In a town in West Michigan, residents are trying to decide: Is Allendale Township’s Civil War statue an ode to the end of the war and the freedom it secured, or is it a reminder of slavery and the injustice over which it began?

The statue in Allendale depicts a Confederate solider and a Union solider standing back to back with a young slave between them. The slave is bending down to pick up a pamphlet that announces the abolition of slavery. Critics of the monument argue it is racist since the slave is bending down toward the feet of two white men. They also take issue with the fact that the Confederate solider is portrayed as the Union soldier’s equal.

It’s a “disgrace,” said Sonja Fryer, a Wyoming, Michigan, music teacher who organized the protests against the memorial, according to the Detroit News. “We should have nothing to do with the Confederacy,” she said.

The artist who created the statue, however, disagrees.

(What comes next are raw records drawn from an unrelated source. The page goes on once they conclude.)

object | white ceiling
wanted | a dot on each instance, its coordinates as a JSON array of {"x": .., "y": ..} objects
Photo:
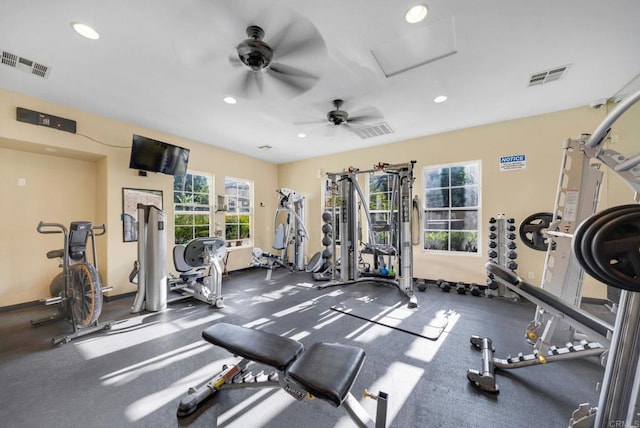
[{"x": 164, "y": 64}]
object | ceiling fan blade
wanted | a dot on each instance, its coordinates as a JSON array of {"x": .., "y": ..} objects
[
  {"x": 371, "y": 114},
  {"x": 287, "y": 70},
  {"x": 299, "y": 37},
  {"x": 248, "y": 85},
  {"x": 294, "y": 80},
  {"x": 310, "y": 122},
  {"x": 235, "y": 61}
]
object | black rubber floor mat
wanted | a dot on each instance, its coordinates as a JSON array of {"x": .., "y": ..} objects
[{"x": 395, "y": 317}]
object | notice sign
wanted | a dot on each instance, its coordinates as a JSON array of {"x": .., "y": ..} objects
[{"x": 510, "y": 163}]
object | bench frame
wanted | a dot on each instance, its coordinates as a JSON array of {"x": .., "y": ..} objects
[{"x": 237, "y": 376}]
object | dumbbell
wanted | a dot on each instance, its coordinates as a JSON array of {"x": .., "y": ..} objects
[
  {"x": 475, "y": 290},
  {"x": 461, "y": 288},
  {"x": 492, "y": 284},
  {"x": 443, "y": 285}
]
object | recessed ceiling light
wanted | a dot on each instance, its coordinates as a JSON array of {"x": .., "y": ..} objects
[
  {"x": 416, "y": 14},
  {"x": 85, "y": 31}
]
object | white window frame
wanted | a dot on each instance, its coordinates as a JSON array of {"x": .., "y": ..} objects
[
  {"x": 196, "y": 209},
  {"x": 450, "y": 210},
  {"x": 233, "y": 201}
]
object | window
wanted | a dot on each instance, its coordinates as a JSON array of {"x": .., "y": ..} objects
[
  {"x": 238, "y": 217},
  {"x": 381, "y": 187},
  {"x": 192, "y": 209},
  {"x": 452, "y": 207}
]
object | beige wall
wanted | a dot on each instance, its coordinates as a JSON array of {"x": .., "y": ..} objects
[
  {"x": 83, "y": 180},
  {"x": 516, "y": 193}
]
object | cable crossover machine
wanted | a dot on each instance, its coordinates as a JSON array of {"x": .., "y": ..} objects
[{"x": 388, "y": 240}]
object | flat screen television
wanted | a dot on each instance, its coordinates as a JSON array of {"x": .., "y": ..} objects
[{"x": 156, "y": 156}]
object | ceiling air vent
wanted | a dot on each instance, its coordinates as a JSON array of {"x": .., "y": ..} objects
[
  {"x": 373, "y": 130},
  {"x": 552, "y": 75},
  {"x": 24, "y": 64}
]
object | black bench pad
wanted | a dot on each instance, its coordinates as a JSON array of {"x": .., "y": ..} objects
[
  {"x": 550, "y": 299},
  {"x": 260, "y": 346},
  {"x": 327, "y": 370}
]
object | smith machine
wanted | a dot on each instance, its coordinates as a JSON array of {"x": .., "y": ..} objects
[
  {"x": 389, "y": 236},
  {"x": 606, "y": 245}
]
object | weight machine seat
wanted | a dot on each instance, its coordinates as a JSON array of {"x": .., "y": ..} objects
[
  {"x": 186, "y": 271},
  {"x": 260, "y": 346},
  {"x": 379, "y": 249},
  {"x": 327, "y": 370},
  {"x": 55, "y": 254},
  {"x": 548, "y": 298}
]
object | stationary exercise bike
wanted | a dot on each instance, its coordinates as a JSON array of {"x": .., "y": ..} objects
[{"x": 77, "y": 289}]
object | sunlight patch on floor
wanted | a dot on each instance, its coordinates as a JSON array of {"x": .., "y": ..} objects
[
  {"x": 155, "y": 401},
  {"x": 372, "y": 333},
  {"x": 257, "y": 408},
  {"x": 133, "y": 372},
  {"x": 137, "y": 330},
  {"x": 426, "y": 350},
  {"x": 301, "y": 307},
  {"x": 399, "y": 382}
]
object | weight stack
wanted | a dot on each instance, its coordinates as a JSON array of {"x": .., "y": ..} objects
[{"x": 502, "y": 251}]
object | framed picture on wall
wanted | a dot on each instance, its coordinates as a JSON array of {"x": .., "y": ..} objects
[{"x": 130, "y": 200}]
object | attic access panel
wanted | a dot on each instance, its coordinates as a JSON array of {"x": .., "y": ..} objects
[{"x": 423, "y": 46}]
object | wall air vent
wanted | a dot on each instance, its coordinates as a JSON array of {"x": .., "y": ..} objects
[
  {"x": 24, "y": 64},
  {"x": 547, "y": 76},
  {"x": 376, "y": 130}
]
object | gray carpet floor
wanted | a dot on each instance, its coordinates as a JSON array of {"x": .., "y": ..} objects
[{"x": 135, "y": 374}]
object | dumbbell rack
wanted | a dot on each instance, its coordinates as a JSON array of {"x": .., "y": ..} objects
[{"x": 502, "y": 247}]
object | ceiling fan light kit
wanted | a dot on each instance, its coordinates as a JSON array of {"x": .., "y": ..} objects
[{"x": 416, "y": 13}]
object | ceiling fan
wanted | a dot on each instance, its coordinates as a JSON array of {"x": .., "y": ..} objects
[
  {"x": 338, "y": 117},
  {"x": 262, "y": 60}
]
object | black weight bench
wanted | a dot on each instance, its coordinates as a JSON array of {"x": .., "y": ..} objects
[
  {"x": 599, "y": 331},
  {"x": 326, "y": 370}
]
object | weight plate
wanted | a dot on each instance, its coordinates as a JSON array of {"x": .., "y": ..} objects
[
  {"x": 532, "y": 231},
  {"x": 583, "y": 237},
  {"x": 616, "y": 250},
  {"x": 576, "y": 242}
]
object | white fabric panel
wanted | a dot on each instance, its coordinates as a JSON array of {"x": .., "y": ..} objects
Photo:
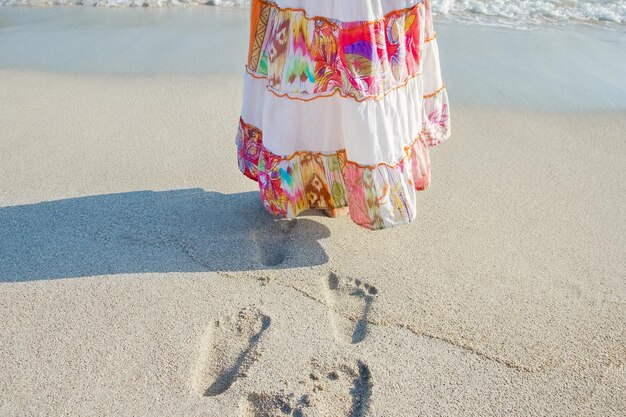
[
  {"x": 348, "y": 10},
  {"x": 431, "y": 67},
  {"x": 372, "y": 131}
]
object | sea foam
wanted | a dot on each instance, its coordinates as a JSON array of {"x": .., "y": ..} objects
[{"x": 511, "y": 13}]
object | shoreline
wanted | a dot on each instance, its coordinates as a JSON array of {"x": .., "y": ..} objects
[
  {"x": 127, "y": 231},
  {"x": 540, "y": 69}
]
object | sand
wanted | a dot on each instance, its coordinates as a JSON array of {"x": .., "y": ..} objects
[{"x": 141, "y": 276}]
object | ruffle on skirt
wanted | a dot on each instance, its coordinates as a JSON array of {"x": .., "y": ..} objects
[{"x": 341, "y": 113}]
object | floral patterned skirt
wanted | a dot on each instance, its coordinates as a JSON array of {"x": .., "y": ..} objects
[{"x": 342, "y": 101}]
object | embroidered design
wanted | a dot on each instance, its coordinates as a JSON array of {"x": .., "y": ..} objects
[
  {"x": 314, "y": 55},
  {"x": 379, "y": 196}
]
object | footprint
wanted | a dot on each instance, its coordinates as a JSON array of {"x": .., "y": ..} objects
[
  {"x": 270, "y": 405},
  {"x": 350, "y": 301},
  {"x": 228, "y": 349},
  {"x": 271, "y": 244},
  {"x": 339, "y": 390}
]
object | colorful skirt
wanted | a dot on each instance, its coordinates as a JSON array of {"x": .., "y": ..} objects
[{"x": 342, "y": 100}]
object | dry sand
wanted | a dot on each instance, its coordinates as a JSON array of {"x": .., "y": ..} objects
[{"x": 141, "y": 276}]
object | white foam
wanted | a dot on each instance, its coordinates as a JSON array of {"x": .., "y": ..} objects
[{"x": 511, "y": 13}]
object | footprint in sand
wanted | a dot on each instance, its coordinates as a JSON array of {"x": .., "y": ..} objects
[
  {"x": 350, "y": 301},
  {"x": 270, "y": 246},
  {"x": 335, "y": 390},
  {"x": 228, "y": 349}
]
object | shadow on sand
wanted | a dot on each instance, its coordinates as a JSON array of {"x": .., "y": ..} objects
[{"x": 145, "y": 231}]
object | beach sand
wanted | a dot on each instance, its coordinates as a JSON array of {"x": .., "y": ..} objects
[{"x": 140, "y": 275}]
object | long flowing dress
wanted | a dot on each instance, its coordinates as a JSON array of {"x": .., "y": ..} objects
[{"x": 342, "y": 100}]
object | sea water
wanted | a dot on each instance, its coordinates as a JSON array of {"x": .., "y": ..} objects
[{"x": 520, "y": 14}]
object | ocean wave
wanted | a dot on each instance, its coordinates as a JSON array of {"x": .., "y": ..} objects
[{"x": 513, "y": 13}]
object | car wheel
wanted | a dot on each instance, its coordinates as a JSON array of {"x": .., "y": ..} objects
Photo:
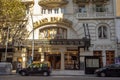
[
  {"x": 45, "y": 74},
  {"x": 102, "y": 74},
  {"x": 23, "y": 73}
]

Joyce Sweers argued that the focal point of the memorial is not the Confederate soldier, but the pamphlet announcing the abolition of slavery. And tearing down the statue or removing it from Allendale’s park would be a disservice to the freedom and democratic process the statue celebrates, she said.

“If the statue is removed, we will be gift-wrapping our soul to the mob rule, compromising our freedoms,” she wrote in a letter to Allendale’s board of trustees. “This is no longer about the cement and the rebar that stands in the park.”

This debate is not unique to Allendale. It’s happening across the country — and not just over Civil War statues, but over all historical emblems with which the nation’s iconoclasts disagree. Any association with America’s past sins is a problem, according to the Left, and must be removed entirely.

People such as Sweers see things differently. Slavery was evil, as were the Confederacy and all other institutions that sought to preserve it, which is why America fought a war to end it and give all Americans, regardless of skin color, the opportunities and freedoms our founding documents swore to protect.

Allendale has only one statue. But it tells two very different stories depending on who you ask. And the story that wins will have the power to determine the future, which is what this debate has always been about anyways.